Of course, the feeling is all too brief and as always it fades, taking with it all of that transcendent power and all of that magnificent certainty and leaving an all-too human being behind
Later, when he returns to the Finalizer he ignores Hux's request for a debriefing and secludes himself in his quarters. He removes his mask with shaking hands. He places it on the table near what remains of his grandfather, and collapses into a chair.
It is only a momentary weakness, he tells himself. It will pass. He has done what the Dark demanded of him. Kylo Ren is worthy of its power. He has proven himself and shattered the hold the light has on him.
He tells himself this as tears drip down his cheeks, as a sob rips itself from his throat. He continues to tell himself this as he falls to his knees and pounds his fists into the steel floor. He tells himself this as he cries for Ben Solo, everything he has lost, and everything he has become. He cries, and as he seethes with self-loathing and regret the Dark enfolds him, reminding him of his hatred and his strength, that he is the true heir to Darth Vader and that only he is worthy of its power.
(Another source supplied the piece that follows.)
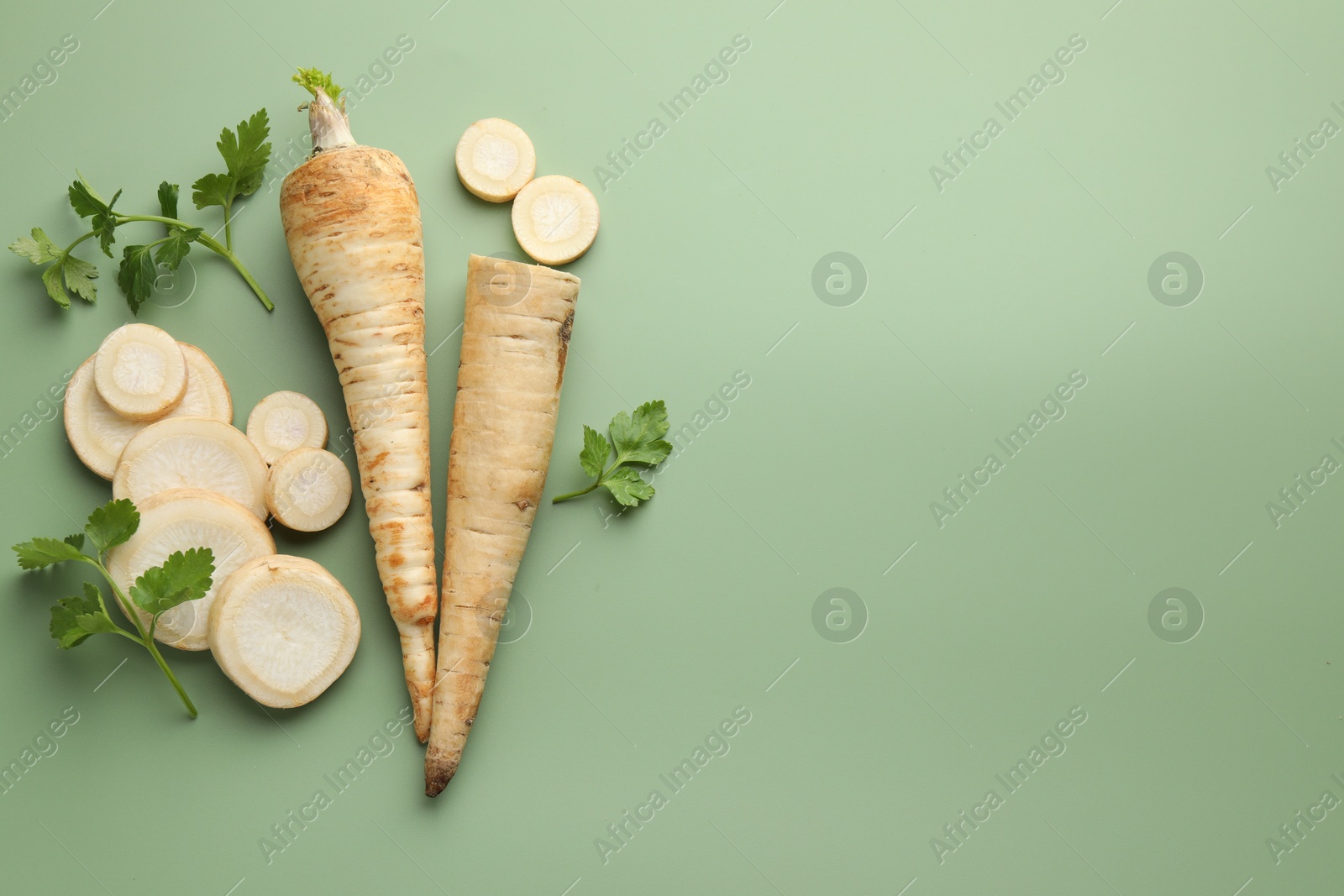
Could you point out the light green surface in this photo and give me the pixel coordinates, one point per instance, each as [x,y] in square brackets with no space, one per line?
[648,631]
(If Ben Solo were still alive, he would recognize the comfort of the Dark as empty, that its promises are as hollow and meaningless as whispers one might hear on the wind. If Ben Solo were still alive, he would realize the true trap of the Dark, how it manipulates its pawns to selfishness, to ignore others and to only think of themselves -
Until the self is all they will ever have.
If Ben Solo were still alive, he would know that to embrace the Dark is to embrace emptiness, to gain power over without at the cost of everything within.
It is a good thing Ben Solo is dead).